Latvian Transatlantic Organisation and Riga Graduate School of Law has the pleasure to invite you to a public lecture by Prof. Julian Lindley-French “Countering Strategic Maskirovka” which will take place at RGSL, Strēlnieku iela 4k-2, Rīga at room W-20 on 24 September 2015 at 11:00.
The talk will consider NATO’s changing strategic environment, the scope and nature of hybrid threats, NATO’s pol-mil responses to hybrid warfare, and NATO’s military response to hybrid warfare.

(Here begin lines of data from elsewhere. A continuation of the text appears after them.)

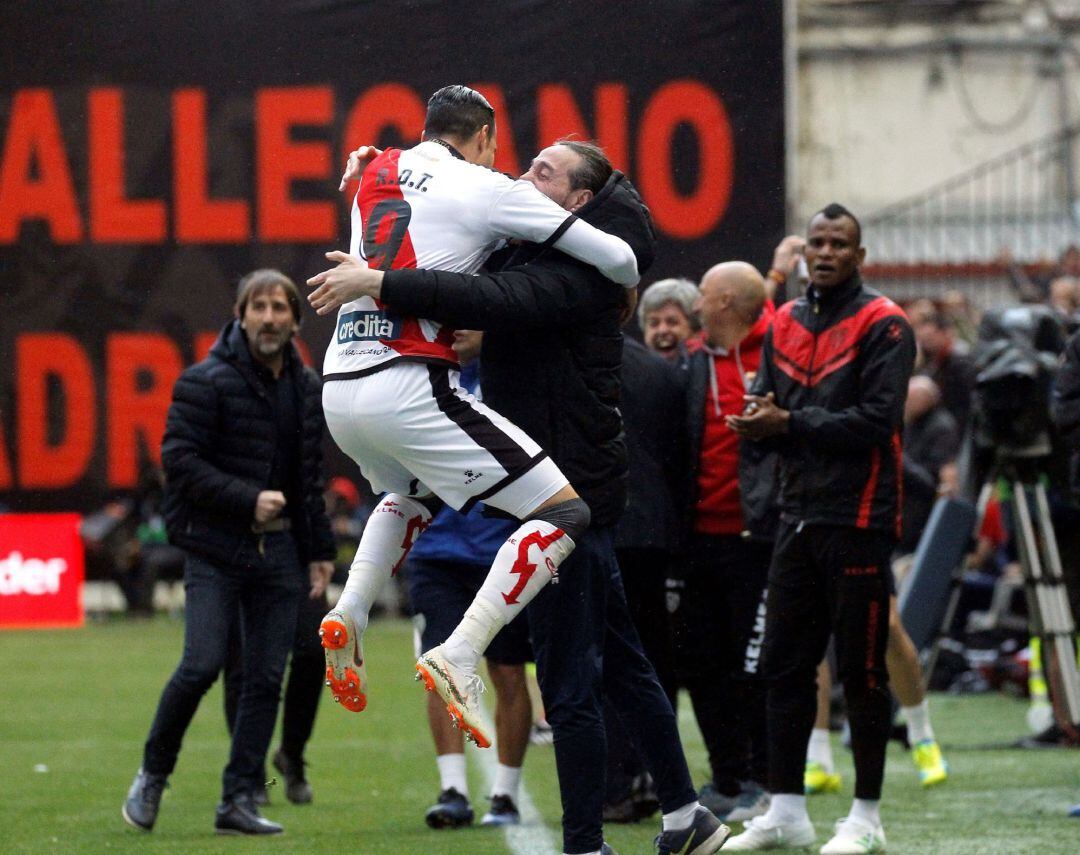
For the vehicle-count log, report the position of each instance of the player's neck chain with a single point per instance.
(448, 147)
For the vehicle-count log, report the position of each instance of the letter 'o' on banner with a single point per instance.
(694, 105)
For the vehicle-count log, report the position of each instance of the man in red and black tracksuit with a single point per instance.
(829, 396)
(716, 598)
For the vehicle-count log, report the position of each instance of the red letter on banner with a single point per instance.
(388, 105)
(558, 116)
(690, 103)
(199, 218)
(34, 139)
(113, 218)
(505, 153)
(280, 161)
(38, 357)
(136, 412)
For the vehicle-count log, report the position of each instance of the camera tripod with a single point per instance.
(1050, 618)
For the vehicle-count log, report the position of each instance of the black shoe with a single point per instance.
(240, 816)
(297, 789)
(144, 798)
(702, 837)
(503, 812)
(451, 811)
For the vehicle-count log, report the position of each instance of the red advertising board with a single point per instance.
(41, 571)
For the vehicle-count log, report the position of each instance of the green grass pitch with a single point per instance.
(75, 708)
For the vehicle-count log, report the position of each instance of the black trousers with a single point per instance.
(262, 591)
(585, 648)
(827, 580)
(644, 575)
(718, 625)
(307, 673)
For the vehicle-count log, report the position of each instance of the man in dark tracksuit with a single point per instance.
(242, 455)
(829, 396)
(645, 540)
(551, 361)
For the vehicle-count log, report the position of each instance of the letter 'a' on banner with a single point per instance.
(41, 571)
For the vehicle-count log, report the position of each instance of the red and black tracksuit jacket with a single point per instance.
(839, 363)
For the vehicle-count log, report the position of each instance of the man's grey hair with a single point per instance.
(679, 292)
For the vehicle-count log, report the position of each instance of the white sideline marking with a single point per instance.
(531, 837)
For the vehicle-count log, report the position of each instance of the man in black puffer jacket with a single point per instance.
(242, 455)
(551, 363)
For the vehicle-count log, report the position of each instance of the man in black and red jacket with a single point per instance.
(829, 396)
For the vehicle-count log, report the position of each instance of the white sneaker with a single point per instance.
(459, 689)
(764, 833)
(854, 837)
(346, 674)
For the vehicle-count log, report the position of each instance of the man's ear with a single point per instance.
(580, 198)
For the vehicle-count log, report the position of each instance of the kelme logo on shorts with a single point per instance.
(367, 326)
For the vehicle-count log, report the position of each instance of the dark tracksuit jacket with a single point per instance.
(840, 364)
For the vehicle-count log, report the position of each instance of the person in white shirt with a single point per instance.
(393, 404)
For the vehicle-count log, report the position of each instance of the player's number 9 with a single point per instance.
(386, 230)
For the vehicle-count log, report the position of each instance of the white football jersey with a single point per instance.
(427, 207)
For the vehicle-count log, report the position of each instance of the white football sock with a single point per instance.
(820, 749)
(866, 810)
(389, 534)
(523, 566)
(682, 817)
(918, 722)
(785, 809)
(507, 781)
(451, 773)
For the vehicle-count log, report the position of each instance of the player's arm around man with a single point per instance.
(555, 349)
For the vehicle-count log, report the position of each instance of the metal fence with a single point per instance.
(1025, 201)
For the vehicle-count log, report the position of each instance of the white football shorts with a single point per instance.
(413, 431)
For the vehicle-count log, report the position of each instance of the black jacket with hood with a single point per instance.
(552, 343)
(218, 449)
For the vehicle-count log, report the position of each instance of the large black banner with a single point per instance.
(151, 153)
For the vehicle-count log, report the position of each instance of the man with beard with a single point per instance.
(242, 456)
(551, 357)
(829, 397)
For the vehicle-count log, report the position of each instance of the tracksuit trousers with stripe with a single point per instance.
(827, 580)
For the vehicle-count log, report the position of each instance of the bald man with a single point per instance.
(719, 613)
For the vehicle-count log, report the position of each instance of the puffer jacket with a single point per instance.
(218, 448)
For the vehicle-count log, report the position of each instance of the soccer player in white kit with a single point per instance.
(392, 402)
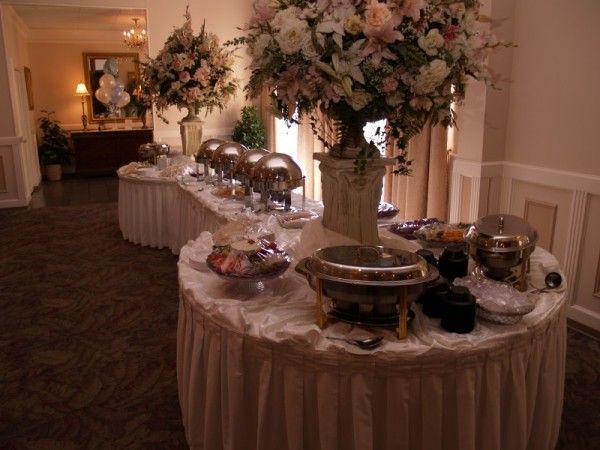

We have limited spaces available for the lecture, therefore we welcome you to register your interest to attend here.
About the lecture
The talk will consider NATO’s changing strategic environment, the scope and nature of hybrid threats, NATO’s pol-mil responses to hybrid warfare, and NATO’s military response to hybrid warfare. Hybrid warfare is defined as the denial of and defection from standard norms and principles of international relations in pursuit of narrow interests. Contemporary hybrid warfare is strategic in its ambition and employs a mix of disinformation, destabilising gambits and intimidation to force an adversary to comply with those interests. The essential purpose of hybrid warfare is to keep an adversary politically, militarily and societally off-balance. Whilst much of the debate concerns the military aspects of hybrid warfare the need for a tight pol-mil relationship is now seen as the essential pre-requisite for effective Allied engagement of the threats posed. Hybrid warfare exploits political seams within the Alliance and societal seams within open societies. Therefore, if NATO is to successfully adapt and adjust strategy, capability and resiliency it is vital that such threats are defined and properly understood and thereafter early indicators established as effective conventional and nuclear deterrence remains the first order principle of Alliance action and high readiness (and high responsiveness). However, in the event deterrence fails NATO must have the capacity and capability to fight war. That in turn entails the strengthening of societal cohesion within NATO nations, the forging of close links between the civilian and military aspects of security and defence. The future NATO must be built on good intelligence, knowledge, robust command and control, rapid response allied to the capacity to urge to mass via a big, agile reserve.